Photo 2 : La façade Est de la poste médicéenne à Radicofani © RCourtot 2011

Or pour celui qui suit le même itinéraire que le peintre anglais William Turner entre Sienne et Rome dans son voyage de l’automne 1828, ces édifices sont intéressants car ils figurent sur une page de son carnet de croquis “Florence to Orvieto” : celle-ci présente avec une grande netteté la fontaine de la poste, le bourg de Radicofani au second plan, et le rocher surmonté de sa forteresse au troisième plan ; une voiture de poste attelée de deux chevaux et entourée de personnages apparaît devant la fontaine, et d’autres personnages sont représentés sur le chemin qui va de la poste au village. Ce dessin, au vu de la superposition des plans en hauteur, n’a pu être fait que depuis la galerie du premier étage qui orne la façade orientale du relais (carnet n° CCXXXIV-24a, D21635 sur le catalogue de la Tate Gallery , url : http://www.tate.org.uk/servlet/ViewWork ?cgroupid=65865&workid=48977&searchid=15598&roomid=false&tabview=image&imageid=237120).
La voiture qui transportait Turner a donc fait une halte pour changer de chevaux à cet endroit, et le peintre en a profité pour faire, selon sa « tactique » habituelle, quelques dessins dans le voisinage proche du relais de poste : plusieurs pages du carnet portent des dessins de Radicofani « croqué » avant, pendant et après la halte, comme une sorte de « story board » de l’itinéraire.
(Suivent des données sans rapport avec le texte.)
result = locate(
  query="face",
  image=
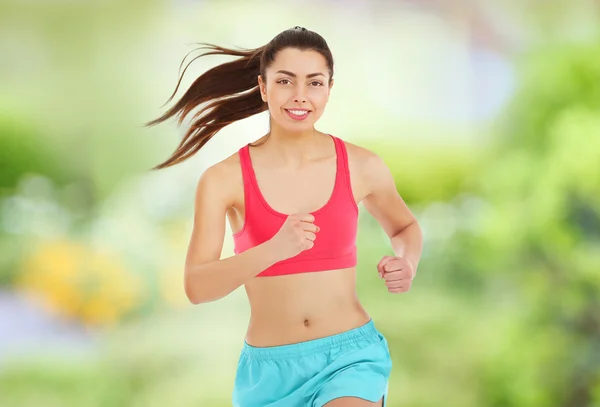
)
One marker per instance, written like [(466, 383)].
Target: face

La forteresse, qui était une ruine grandiose lorsque Turner l’a vue et dessinée, est évidemment le pôle d’attraction touristique de la commune, car la terrasse de sa tour, à 960m d’altitude, offre un panorama de 360° sur les collines méridionales de la province de Sienne et le massif volcanique du monte Amiata. Mais c’est la posta medicea qui retiendra les amateurs d’art et d’histoire : le bâtiment apparaît fermé depuis un certain temps, mais pas abandonné, car c’est une propriété privée et gardiennée. Les ouvertures de l’arrière du bâtiment sont murées, les arcades, les voûtes, la galerie, sont silencieuses. Mais il conserve de l’extérieur tous les signes d’un grand relais : la porte des écuries à gauche est décorée d’une tête de cheval sculptée dans le bois, et toutes les ferronneries anciennes (anneaux d’attache des chevaux, supports des torchères et autres quinquets) sont encore en place. Il ne manque que d’imaginer le roulement des voitures de poste sur la via Francigena et la bousculade des chevaux buvant à la fontaine Médicis pour faire revivre le passage du peintre voyageur il y aura bientôt deux siècles.